La Corte di Cassazione ha più volte stabilito che grava in capo al debitore opponente l’onere della prova non solo della regolare costituzione del fondo patrimoniale, e della sua opponibilità al creditore procedente, ma anche della circostanza che il debito sia stato contratto per scopi estranei alle necessità familiari, avuto riguardo al fatto generatore dell’obbligazione e a prescindere dalla natura della stessa (Cass. 20998/2018).

Si tratta di un giudizio di fatto non censurabile dalla Corte di Cassazione, posto che il principio di cui all’art. 2697 c.c. deve essere correttamente applicato e spetta al giudice di merito in via esclusiva (e salvo che si tratti di prova a valutazione legale) il compito di individuare le fonti del proprio convincimento, di controllarne l’attendibilità e la concludenza (Cass. 16497/2019; Cass., ordinanza n. 5369 depositata il 27 febbraio 2020).

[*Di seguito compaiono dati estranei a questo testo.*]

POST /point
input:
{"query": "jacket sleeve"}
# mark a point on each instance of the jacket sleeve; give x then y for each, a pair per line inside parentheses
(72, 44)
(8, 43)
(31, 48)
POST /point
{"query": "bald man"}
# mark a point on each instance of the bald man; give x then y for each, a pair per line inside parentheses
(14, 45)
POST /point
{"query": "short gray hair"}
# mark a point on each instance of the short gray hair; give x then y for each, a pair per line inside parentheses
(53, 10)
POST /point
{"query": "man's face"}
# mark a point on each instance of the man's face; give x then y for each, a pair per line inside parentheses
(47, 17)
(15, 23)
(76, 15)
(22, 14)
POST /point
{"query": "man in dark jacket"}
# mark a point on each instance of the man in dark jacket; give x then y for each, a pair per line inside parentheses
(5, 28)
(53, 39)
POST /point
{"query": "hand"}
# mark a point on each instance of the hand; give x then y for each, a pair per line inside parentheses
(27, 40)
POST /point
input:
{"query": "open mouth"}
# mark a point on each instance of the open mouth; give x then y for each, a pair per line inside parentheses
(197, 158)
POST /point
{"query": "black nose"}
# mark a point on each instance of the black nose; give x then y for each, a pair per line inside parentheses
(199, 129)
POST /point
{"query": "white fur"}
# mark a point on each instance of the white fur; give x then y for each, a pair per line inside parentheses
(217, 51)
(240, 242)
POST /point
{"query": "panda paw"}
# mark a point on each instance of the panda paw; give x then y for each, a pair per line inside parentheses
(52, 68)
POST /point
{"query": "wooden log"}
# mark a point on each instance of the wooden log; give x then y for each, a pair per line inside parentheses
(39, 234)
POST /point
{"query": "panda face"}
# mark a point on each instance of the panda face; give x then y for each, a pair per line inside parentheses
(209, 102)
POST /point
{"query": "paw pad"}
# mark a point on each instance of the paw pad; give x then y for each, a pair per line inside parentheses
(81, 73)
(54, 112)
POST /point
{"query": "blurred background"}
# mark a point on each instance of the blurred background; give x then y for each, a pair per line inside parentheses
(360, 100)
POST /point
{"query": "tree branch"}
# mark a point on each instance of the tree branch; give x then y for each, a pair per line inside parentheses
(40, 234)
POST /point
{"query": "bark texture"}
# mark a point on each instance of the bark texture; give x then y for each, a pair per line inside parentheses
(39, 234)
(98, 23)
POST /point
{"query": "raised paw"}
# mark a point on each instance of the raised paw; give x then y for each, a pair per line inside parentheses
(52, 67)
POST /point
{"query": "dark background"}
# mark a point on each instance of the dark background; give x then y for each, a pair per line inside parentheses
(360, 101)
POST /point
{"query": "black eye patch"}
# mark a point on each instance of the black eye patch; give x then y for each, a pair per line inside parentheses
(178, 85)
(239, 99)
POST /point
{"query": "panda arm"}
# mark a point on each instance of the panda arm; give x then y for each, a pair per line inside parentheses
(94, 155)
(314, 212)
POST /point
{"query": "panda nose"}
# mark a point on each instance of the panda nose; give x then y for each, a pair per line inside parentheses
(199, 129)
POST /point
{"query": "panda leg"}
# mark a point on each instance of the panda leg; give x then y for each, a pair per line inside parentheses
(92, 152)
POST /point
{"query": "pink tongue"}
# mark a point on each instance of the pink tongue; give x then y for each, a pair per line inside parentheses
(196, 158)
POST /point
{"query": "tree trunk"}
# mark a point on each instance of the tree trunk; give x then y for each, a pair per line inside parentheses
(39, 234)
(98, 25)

In merito alla affermazione che i debiti fiscali rientrerebbero “a pieno titolo” tra le spese necessarie alla famiglia, essa è in contrasto con quanto affermato dalla Corte di Cassazione in ordine al criterio identificativo dei debiti per i quali può avere luogo l’esecuzione sui beni del fondo patrimoniale.

Il predetto criterio va ricercato non già nella natura dell’obbligazione ma nella relazione tra il fatto generatore di essa e i bisogni della famiglia, e la predetta finalità non può dirsi sussistente per il solo fatto che il debito derivi dall’attività professionale o d’impresa, dovendosi accertare che l’obbligazione sia sorta per il soddisfacimento dei bisogni familiari e non per esigenze di natura voluttuaria o caratterizzate da interessi meramente speculativi (Cass. 3738/2015).